The report today said about 39 million people would be able to buy health coverage through insurance “exchanges,” while the number of people getting coverage from employers and other sources would fall by 23 million.
The nonpartisan CBO said its initial analysis of the measure, introduced by Kennedy last week, is not a complete cost estimate because it focused only on the proposal’s major provisions. The analysis also doesn’t include the effects of expanding coverage for low-income Americans, which could be included in the proposal later.
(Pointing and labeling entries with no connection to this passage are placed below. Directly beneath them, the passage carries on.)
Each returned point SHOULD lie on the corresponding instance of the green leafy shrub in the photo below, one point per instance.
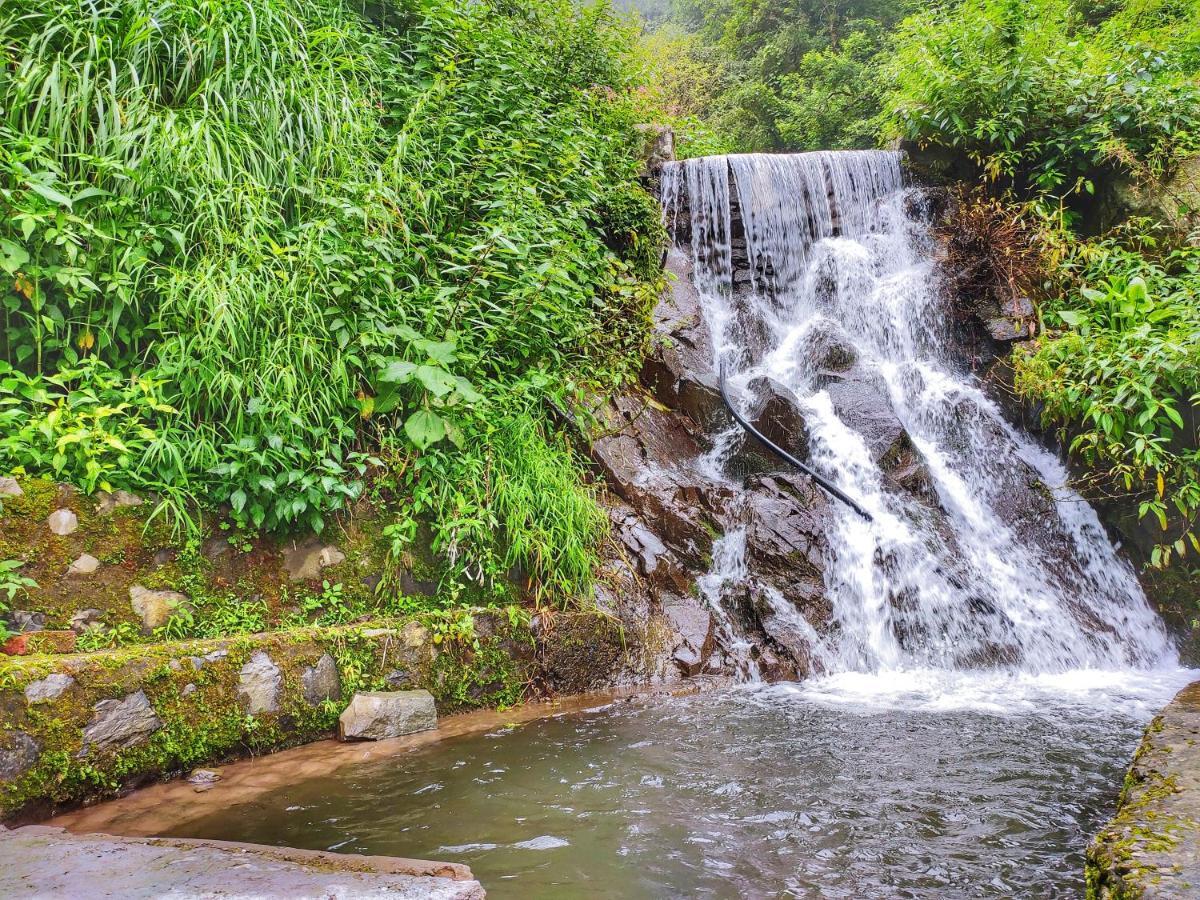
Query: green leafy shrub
(1035, 91)
(311, 232)
(88, 424)
(1120, 369)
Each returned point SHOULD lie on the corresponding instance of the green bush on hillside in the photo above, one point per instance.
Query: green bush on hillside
(307, 231)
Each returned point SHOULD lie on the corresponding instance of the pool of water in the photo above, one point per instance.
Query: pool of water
(906, 785)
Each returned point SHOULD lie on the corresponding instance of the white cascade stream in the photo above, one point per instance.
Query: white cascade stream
(972, 582)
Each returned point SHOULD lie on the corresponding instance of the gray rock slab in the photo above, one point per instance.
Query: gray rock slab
(48, 688)
(18, 753)
(87, 564)
(261, 684)
(376, 715)
(119, 724)
(63, 522)
(321, 682)
(154, 607)
(42, 862)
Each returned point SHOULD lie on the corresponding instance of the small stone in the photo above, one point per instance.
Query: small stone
(415, 635)
(375, 715)
(397, 678)
(305, 561)
(259, 684)
(330, 556)
(87, 564)
(87, 619)
(18, 753)
(24, 622)
(63, 522)
(154, 607)
(322, 682)
(117, 499)
(119, 724)
(48, 688)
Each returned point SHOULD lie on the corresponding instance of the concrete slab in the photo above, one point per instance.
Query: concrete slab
(45, 862)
Kennedy, a Massachusetts Democrat, is chairman of the Senate health committee, which plans to begin considering the legislation on June 17. Senator Christopher Dodd, a Connecticut Democrat, will manage the bill for Kennedy, who is battling brain cancer.
Kennedy’s plan would require all Americans to have health- insurance coverage and place certain restrictions on insurers, such as prohibiting them from refusing to cover pre-existing conditions.
He omitted two provisions he favors that are being negotiated with Republicans: the creation of a government-run program to compete with private insurers and a mandate that employers provide benefits to workers.
Online Exchanges
The legislation would establish online exchanges for individuals to purchase insurance and would require employers to provide health benefits to workers or pay a penalty.
In the House, Ways and Means Committee Chairman Charles Rangel, a New York Democrat, said last week that legislation being crafted by Democrats will cost more than $1 trillion over a decade.
That cost would include $600 billion in tax increases and $400 billion in cuts to Medicare and Medicaid, said Rangel. House Democrats plan to release their legislation this week.
President Barack Obama proposed $634 billion in his budget request to Congress as a 10-year down payment for a health-care overhaul.
Obama told the American Medical Association in Chicago today they should support his health-care overhaul because the current system is turning them into “bean-counters and paper- pushers” rather than healers.